This is a guest blog by USA Today Bestselling author Ann Major.
What’s in it for me?
I hate to admit it but I’m selfish. In making decisions I often ask myself three questions: do I have to do this? do I want to do this? is this good for me?
At the same time, I work very hard to be compassionate. Why?
Because it’s good for me. Not just good for me, but vital for my well-being and survival. Watch any disaster story, and you will see heroes braving horrible dangers to save all. We are wired to help others because on their own, humans are extremely vulnerable. Our race depends on us helping each other. That is why I believe compassion is a basic human trait that we ignore at our own risk
Humans are tribal. We want to belong and connect with others. Alone, we know we are too vulnerable and weak to survive. We hate to be shunned. I once read that babies in English nurseries during World War II who were loved by a caregiver thrived while those who were simply fed and diapered didn’t.
I write romance novels because I believe in the power of love and connection and that compassionate connection is vital. I believe that without love and compassion, the world would be a much darker place. Every novel I ever write always has loneliness as a theme.
Below I will list fifteen selfish reasons it’s smart to be compassionate:
- Helping others will make YOU happier.
- Buying things for others will make you happier than buying things for yourself.
- It will make you more attractive to both sexes and, therefore, sexier. Hey, being sexier is a major plus to a romance writer.
- Your kind actions make other people happier. Therefore, by being kind, you can improve your relationships with those around you.
- It is contagious. If you’re nice, you will be amazed by how much nicer others will be to you.
- It helps alleviate depression. If you’re sad, help someone sadder. You will feel better, I promise.
- It boosts health and longevity. It lowers stress hormones and strengthens the immune response.
- It’s good for the environment.
- Strangely, doing for others makes you feel like you have more time.
- It is an inborn trait, built in to you for your survival, and you will feel bad if you don’t help others—because you sense you need them just as much as they need you.

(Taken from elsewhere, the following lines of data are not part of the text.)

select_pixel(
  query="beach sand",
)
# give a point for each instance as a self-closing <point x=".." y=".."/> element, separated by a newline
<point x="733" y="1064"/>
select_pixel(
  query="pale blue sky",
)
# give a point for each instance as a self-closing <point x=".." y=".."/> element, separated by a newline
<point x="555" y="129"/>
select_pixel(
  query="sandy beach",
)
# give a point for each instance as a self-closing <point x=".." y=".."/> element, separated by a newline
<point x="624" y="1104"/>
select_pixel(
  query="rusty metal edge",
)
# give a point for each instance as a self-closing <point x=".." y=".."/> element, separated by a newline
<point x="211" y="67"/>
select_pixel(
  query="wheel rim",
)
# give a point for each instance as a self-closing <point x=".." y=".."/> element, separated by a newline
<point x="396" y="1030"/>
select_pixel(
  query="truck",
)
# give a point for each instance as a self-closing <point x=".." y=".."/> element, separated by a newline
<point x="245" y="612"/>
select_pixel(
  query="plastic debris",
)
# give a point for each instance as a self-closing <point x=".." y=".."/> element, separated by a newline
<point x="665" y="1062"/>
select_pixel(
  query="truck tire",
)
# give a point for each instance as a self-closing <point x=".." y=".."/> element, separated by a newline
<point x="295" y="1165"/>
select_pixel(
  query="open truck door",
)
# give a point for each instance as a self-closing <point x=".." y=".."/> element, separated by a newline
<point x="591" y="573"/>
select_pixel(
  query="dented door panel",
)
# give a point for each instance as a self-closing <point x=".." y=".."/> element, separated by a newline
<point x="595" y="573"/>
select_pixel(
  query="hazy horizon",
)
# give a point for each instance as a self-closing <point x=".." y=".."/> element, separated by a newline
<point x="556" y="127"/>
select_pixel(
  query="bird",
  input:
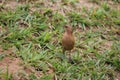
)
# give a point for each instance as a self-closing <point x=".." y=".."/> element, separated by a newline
<point x="68" y="40"/>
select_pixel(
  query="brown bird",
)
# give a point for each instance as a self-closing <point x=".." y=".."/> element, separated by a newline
<point x="68" y="40"/>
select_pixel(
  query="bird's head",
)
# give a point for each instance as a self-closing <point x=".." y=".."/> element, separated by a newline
<point x="68" y="29"/>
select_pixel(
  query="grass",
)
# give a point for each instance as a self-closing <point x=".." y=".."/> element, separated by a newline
<point x="36" y="37"/>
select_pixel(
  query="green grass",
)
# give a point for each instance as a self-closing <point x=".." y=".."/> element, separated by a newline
<point x="37" y="44"/>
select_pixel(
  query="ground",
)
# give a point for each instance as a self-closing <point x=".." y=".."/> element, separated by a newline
<point x="30" y="39"/>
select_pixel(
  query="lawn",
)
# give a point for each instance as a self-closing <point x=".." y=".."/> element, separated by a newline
<point x="31" y="32"/>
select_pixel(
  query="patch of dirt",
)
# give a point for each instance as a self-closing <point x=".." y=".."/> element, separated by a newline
<point x="16" y="66"/>
<point x="11" y="63"/>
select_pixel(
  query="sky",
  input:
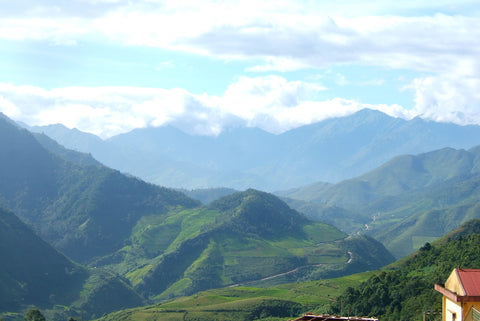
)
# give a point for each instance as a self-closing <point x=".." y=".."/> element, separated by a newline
<point x="109" y="66"/>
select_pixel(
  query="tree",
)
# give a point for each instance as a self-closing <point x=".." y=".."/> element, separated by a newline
<point x="34" y="315"/>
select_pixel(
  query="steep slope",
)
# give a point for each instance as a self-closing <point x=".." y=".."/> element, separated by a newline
<point x="33" y="273"/>
<point x="403" y="203"/>
<point x="85" y="211"/>
<point x="331" y="150"/>
<point x="242" y="238"/>
<point x="405" y="290"/>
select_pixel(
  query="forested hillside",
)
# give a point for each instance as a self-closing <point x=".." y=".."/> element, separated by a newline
<point x="331" y="150"/>
<point x="33" y="273"/>
<point x="404" y="290"/>
<point x="247" y="237"/>
<point x="84" y="210"/>
<point x="160" y="243"/>
<point x="404" y="203"/>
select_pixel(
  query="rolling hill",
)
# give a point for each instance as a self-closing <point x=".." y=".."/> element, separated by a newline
<point x="158" y="240"/>
<point x="400" y="291"/>
<point x="240" y="158"/>
<point x="404" y="203"/>
<point x="248" y="237"/>
<point x="34" y="273"/>
<point x="83" y="210"/>
<point x="404" y="290"/>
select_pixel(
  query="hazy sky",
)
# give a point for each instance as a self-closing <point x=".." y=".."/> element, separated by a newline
<point x="107" y="66"/>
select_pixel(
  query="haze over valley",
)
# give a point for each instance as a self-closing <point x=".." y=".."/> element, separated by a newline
<point x="209" y="160"/>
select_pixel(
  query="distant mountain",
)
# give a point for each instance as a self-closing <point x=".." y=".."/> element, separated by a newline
<point x="83" y="210"/>
<point x="158" y="240"/>
<point x="33" y="273"/>
<point x="331" y="150"/>
<point x="246" y="237"/>
<point x="405" y="290"/>
<point x="403" y="203"/>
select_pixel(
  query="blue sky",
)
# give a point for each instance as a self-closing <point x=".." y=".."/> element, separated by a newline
<point x="108" y="66"/>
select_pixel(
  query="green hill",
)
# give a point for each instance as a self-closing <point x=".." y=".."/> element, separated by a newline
<point x="277" y="303"/>
<point x="404" y="290"/>
<point x="85" y="211"/>
<point x="159" y="240"/>
<point x="404" y="203"/>
<point x="32" y="273"/>
<point x="400" y="291"/>
<point x="248" y="237"/>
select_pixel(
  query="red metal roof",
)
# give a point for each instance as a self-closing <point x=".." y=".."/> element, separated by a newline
<point x="470" y="279"/>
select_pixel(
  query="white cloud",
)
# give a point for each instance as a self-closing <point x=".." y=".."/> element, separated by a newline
<point x="441" y="48"/>
<point x="271" y="103"/>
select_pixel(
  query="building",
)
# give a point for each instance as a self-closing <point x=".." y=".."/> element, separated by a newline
<point x="461" y="295"/>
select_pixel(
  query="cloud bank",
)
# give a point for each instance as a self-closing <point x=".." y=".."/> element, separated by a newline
<point x="271" y="103"/>
<point x="438" y="41"/>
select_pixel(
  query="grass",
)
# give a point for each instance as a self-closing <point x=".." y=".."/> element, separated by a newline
<point x="237" y="303"/>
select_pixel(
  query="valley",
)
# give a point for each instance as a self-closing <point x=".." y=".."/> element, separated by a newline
<point x="214" y="253"/>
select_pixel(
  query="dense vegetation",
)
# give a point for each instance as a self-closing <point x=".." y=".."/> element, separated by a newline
<point x="280" y="302"/>
<point x="33" y="273"/>
<point x="138" y="238"/>
<point x="405" y="290"/>
<point x="404" y="203"/>
<point x="86" y="211"/>
<point x="247" y="237"/>
<point x="330" y="150"/>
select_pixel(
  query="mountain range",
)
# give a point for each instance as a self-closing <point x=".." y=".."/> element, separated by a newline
<point x="410" y="200"/>
<point x="331" y="150"/>
<point x="137" y="242"/>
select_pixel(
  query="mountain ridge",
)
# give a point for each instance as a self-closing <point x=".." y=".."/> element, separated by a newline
<point x="331" y="150"/>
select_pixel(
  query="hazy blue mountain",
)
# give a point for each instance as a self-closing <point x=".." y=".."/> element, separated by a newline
<point x="404" y="203"/>
<point x="83" y="210"/>
<point x="330" y="150"/>
<point x="33" y="273"/>
<point x="241" y="238"/>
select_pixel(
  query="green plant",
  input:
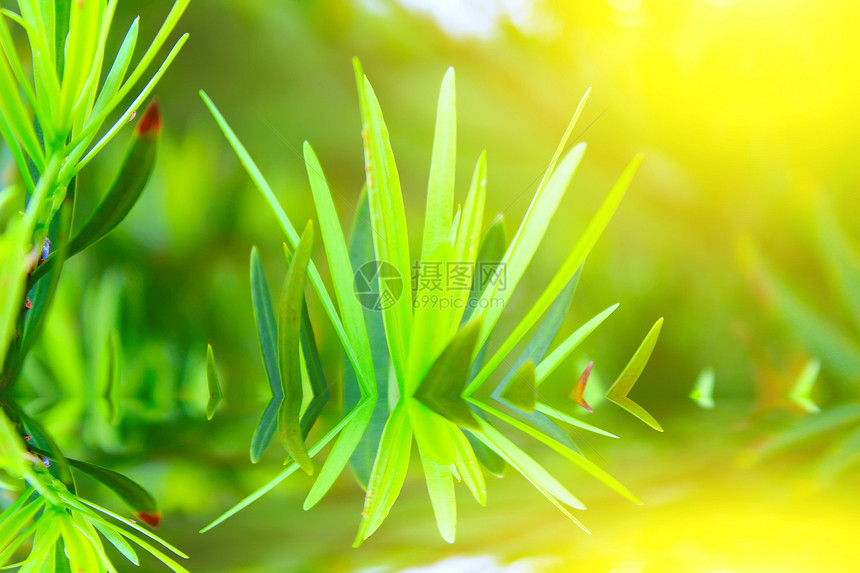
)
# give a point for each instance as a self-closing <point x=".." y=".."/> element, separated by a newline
<point x="416" y="368"/>
<point x="54" y="122"/>
<point x="827" y="340"/>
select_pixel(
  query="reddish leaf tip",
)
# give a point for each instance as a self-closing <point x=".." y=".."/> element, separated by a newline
<point x="151" y="519"/>
<point x="151" y="120"/>
<point x="578" y="392"/>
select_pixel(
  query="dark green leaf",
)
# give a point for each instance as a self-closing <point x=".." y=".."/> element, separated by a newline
<point x="618" y="391"/>
<point x="267" y="331"/>
<point x="442" y="388"/>
<point x="520" y="391"/>
<point x="319" y="386"/>
<point x="289" y="348"/>
<point x="131" y="492"/>
<point x="214" y="383"/>
<point x="134" y="174"/>
<point x="361" y="251"/>
<point x="491" y="252"/>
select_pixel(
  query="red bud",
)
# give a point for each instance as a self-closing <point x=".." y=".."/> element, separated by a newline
<point x="151" y="519"/>
<point x="578" y="393"/>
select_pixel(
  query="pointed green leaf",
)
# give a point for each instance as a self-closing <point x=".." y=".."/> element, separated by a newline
<point x="490" y="254"/>
<point x="289" y="230"/>
<point x="574" y="260"/>
<point x="361" y="252"/>
<point x="442" y="387"/>
<point x="568" y="419"/>
<point x="82" y="555"/>
<point x="443" y="163"/>
<point x="530" y="469"/>
<point x="289" y="348"/>
<point x="214" y="383"/>
<point x="389" y="221"/>
<point x="801" y="393"/>
<point x="112" y="381"/>
<point x="812" y="427"/>
<point x="16" y="117"/>
<point x="548" y="365"/>
<point x="137" y="167"/>
<point x="565" y="451"/>
<point x="42" y="440"/>
<point x="618" y="391"/>
<point x="268" y="335"/>
<point x="468" y="467"/>
<point x="578" y="392"/>
<point x="520" y="391"/>
<point x="342" y="271"/>
<point x="389" y="472"/>
<point x="285" y="473"/>
<point x="119" y="68"/>
<point x="118" y="542"/>
<point x="340" y="455"/>
<point x="316" y="376"/>
<point x="544" y="204"/>
<point x="440" y="486"/>
<point x="842" y="259"/>
<point x="488" y="458"/>
<point x="131" y="492"/>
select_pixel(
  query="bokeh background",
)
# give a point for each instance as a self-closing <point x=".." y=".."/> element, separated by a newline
<point x="747" y="113"/>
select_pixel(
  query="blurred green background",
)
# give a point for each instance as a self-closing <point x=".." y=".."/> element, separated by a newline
<point x="747" y="114"/>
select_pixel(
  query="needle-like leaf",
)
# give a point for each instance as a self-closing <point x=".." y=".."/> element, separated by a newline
<point x="801" y="393"/>
<point x="213" y="382"/>
<point x="267" y="330"/>
<point x="389" y="223"/>
<point x="578" y="392"/>
<point x="440" y="486"/>
<point x="443" y="385"/>
<point x="624" y="383"/>
<point x="389" y="472"/>
<point x="289" y="349"/>
<point x="131" y="492"/>
<point x="443" y="163"/>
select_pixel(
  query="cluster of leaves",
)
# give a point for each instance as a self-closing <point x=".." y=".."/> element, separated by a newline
<point x="420" y="372"/>
<point x="830" y="339"/>
<point x="67" y="530"/>
<point x="54" y="112"/>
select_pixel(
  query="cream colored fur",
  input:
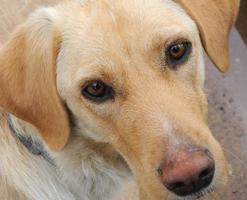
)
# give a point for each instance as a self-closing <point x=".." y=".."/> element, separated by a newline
<point x="115" y="147"/>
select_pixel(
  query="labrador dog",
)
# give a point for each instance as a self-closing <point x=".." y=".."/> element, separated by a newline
<point x="104" y="99"/>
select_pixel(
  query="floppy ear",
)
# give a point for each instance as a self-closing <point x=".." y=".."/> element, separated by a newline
<point x="28" y="78"/>
<point x="214" y="19"/>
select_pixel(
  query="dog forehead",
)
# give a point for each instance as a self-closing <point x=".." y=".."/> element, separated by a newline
<point x="110" y="20"/>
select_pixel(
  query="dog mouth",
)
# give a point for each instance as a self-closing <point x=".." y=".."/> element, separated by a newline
<point x="199" y="194"/>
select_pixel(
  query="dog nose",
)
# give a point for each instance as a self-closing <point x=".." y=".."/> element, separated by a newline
<point x="188" y="172"/>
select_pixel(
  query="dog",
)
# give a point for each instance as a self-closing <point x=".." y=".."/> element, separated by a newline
<point x="104" y="99"/>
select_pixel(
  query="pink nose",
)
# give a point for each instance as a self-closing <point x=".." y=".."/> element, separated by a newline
<point x="188" y="172"/>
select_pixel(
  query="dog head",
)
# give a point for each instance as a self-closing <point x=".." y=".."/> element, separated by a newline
<point x="131" y="74"/>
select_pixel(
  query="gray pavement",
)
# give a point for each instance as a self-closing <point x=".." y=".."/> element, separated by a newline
<point x="227" y="95"/>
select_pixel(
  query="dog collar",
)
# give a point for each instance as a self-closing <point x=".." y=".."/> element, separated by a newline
<point x="34" y="147"/>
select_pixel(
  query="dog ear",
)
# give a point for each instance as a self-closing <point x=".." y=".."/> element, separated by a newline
<point x="214" y="19"/>
<point x="28" y="78"/>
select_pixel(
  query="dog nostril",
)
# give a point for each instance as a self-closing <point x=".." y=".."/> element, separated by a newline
<point x="190" y="176"/>
<point x="175" y="186"/>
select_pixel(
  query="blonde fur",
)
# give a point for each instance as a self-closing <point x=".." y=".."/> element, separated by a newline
<point x="101" y="151"/>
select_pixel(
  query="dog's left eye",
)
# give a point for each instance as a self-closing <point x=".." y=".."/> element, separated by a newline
<point x="97" y="91"/>
<point x="177" y="53"/>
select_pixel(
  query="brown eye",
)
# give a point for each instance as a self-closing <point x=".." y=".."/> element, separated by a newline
<point x="97" y="91"/>
<point x="177" y="53"/>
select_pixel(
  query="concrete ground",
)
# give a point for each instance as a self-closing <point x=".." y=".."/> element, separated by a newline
<point x="227" y="95"/>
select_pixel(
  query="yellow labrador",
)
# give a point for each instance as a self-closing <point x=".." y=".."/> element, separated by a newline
<point x="96" y="94"/>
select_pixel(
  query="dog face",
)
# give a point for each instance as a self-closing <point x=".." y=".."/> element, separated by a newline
<point x="131" y="74"/>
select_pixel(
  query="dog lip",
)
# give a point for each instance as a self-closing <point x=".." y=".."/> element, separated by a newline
<point x="199" y="194"/>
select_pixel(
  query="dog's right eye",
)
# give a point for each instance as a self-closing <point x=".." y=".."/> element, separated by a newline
<point x="178" y="53"/>
<point x="97" y="91"/>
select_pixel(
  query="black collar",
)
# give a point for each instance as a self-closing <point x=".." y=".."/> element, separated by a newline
<point x="34" y="147"/>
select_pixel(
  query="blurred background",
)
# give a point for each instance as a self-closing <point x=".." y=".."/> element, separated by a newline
<point x="227" y="93"/>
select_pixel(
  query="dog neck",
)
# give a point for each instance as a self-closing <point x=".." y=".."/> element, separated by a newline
<point x="89" y="169"/>
<point x="34" y="146"/>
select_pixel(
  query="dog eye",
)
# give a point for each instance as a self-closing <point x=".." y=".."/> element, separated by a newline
<point x="97" y="91"/>
<point x="177" y="53"/>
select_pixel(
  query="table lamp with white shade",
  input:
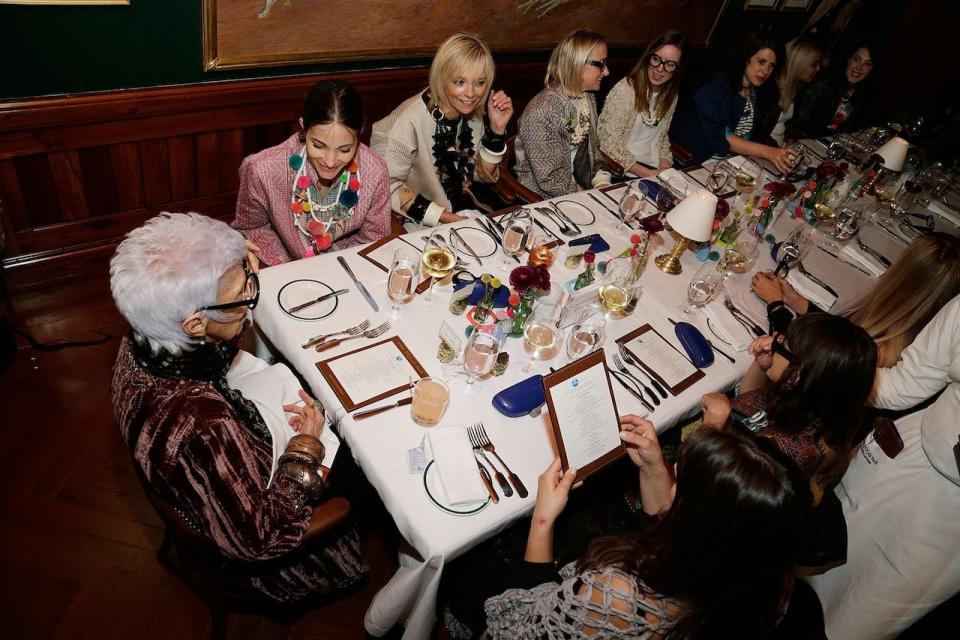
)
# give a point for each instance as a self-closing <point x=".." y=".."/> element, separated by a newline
<point x="692" y="221"/>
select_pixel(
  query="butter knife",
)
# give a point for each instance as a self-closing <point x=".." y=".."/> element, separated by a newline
<point x="360" y="415"/>
<point x="473" y="254"/>
<point x="362" y="289"/>
<point x="310" y="303"/>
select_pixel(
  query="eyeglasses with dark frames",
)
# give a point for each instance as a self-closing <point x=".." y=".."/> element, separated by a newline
<point x="251" y="293"/>
<point x="656" y="61"/>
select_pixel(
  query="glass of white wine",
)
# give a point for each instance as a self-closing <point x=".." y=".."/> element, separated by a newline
<point x="540" y="332"/>
<point x="480" y="355"/>
<point x="402" y="279"/>
<point x="516" y="234"/>
<point x="437" y="261"/>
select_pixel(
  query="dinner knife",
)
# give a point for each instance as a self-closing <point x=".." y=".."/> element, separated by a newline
<point x="360" y="415"/>
<point x="310" y="303"/>
<point x="362" y="289"/>
<point x="473" y="254"/>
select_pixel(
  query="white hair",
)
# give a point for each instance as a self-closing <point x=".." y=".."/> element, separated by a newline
<point x="167" y="269"/>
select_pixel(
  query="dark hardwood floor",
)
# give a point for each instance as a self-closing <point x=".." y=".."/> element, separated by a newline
<point x="77" y="536"/>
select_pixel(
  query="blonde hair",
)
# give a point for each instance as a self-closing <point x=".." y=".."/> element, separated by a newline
<point x="565" y="69"/>
<point x="460" y="52"/>
<point x="800" y="55"/>
<point x="910" y="293"/>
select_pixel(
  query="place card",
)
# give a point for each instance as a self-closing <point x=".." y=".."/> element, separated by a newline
<point x="371" y="373"/>
<point x="583" y="414"/>
<point x="661" y="359"/>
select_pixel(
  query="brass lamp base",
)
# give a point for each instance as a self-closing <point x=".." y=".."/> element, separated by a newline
<point x="670" y="263"/>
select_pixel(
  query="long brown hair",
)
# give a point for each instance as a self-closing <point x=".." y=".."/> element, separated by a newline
<point x="640" y="81"/>
<point x="910" y="293"/>
<point x="727" y="547"/>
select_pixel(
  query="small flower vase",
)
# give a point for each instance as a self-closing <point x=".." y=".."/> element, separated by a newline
<point x="521" y="312"/>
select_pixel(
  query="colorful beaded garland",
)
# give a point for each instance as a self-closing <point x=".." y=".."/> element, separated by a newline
<point x="315" y="220"/>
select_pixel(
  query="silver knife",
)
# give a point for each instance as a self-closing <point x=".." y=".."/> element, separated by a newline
<point x="473" y="254"/>
<point x="310" y="303"/>
<point x="362" y="289"/>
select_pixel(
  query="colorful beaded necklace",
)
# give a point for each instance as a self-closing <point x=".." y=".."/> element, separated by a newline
<point x="315" y="220"/>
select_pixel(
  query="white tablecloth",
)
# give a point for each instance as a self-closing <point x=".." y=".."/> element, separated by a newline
<point x="380" y="443"/>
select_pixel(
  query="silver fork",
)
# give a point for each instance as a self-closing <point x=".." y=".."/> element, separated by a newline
<point x="475" y="441"/>
<point x="352" y="331"/>
<point x="628" y="358"/>
<point x="622" y="368"/>
<point x="486" y="445"/>
<point x="369" y="333"/>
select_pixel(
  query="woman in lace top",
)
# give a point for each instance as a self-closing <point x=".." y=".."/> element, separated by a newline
<point x="637" y="112"/>
<point x="697" y="573"/>
<point x="441" y="154"/>
<point x="558" y="150"/>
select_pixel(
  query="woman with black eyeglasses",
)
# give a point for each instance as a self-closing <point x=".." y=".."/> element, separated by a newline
<point x="231" y="443"/>
<point x="638" y="110"/>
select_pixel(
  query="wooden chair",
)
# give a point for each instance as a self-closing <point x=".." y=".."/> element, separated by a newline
<point x="222" y="582"/>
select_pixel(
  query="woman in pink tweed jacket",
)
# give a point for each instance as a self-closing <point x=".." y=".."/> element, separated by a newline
<point x="323" y="173"/>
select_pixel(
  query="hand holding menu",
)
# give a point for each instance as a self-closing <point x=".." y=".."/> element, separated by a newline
<point x="584" y="415"/>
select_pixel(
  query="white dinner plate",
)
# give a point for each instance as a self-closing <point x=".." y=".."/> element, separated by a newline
<point x="579" y="213"/>
<point x="300" y="291"/>
<point x="431" y="484"/>
<point x="478" y="239"/>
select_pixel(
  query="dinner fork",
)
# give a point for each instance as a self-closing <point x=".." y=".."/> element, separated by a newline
<point x="352" y="331"/>
<point x="622" y="368"/>
<point x="478" y="449"/>
<point x="486" y="445"/>
<point x="376" y="332"/>
<point x="628" y="358"/>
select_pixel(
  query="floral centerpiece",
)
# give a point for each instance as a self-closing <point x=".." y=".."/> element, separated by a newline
<point x="527" y="282"/>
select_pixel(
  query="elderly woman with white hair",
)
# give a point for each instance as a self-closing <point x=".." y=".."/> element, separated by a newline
<point x="215" y="432"/>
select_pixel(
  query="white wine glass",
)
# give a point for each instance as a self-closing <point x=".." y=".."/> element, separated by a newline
<point x="402" y="279"/>
<point x="480" y="355"/>
<point x="540" y="332"/>
<point x="516" y="234"/>
<point x="437" y="261"/>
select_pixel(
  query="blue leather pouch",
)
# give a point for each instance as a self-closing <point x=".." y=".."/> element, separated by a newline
<point x="695" y="345"/>
<point x="521" y="398"/>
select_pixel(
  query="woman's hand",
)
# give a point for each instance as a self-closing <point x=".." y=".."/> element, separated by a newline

- It is a great trait in a leader because compassion builds bridges. You will inspire your team to work harder if you listen and appreciate their ideas.
- A good leader listens, seeks to understand and be supportive, and then figures out what’s best to do.
- In a stressful situation, a good leader who is calm, can smooth things over, so better decisions can be made.
- When mistakes are made, a good leader brings compassion to the moment. By not rushing to punishment, he can better repair the situation.
- Leadership is not all taking action. It is not simply the solution. It is a strength inside you that gives you confidence to lead and reassure. If you are in a compassionate positive state, you and your team will make better decisions.
My latest book, Golden Man, centers around a small town bad boy, who’s always longed to belong, and the preacher’s daughter who’s secretly loved him her entire life. The central conflict has to do with the townspeople’s inability to feel compassion for the hero, and the heroine’s fear to express her compassion for fear of the town’s disapproval. She doesn’t want to be shunned.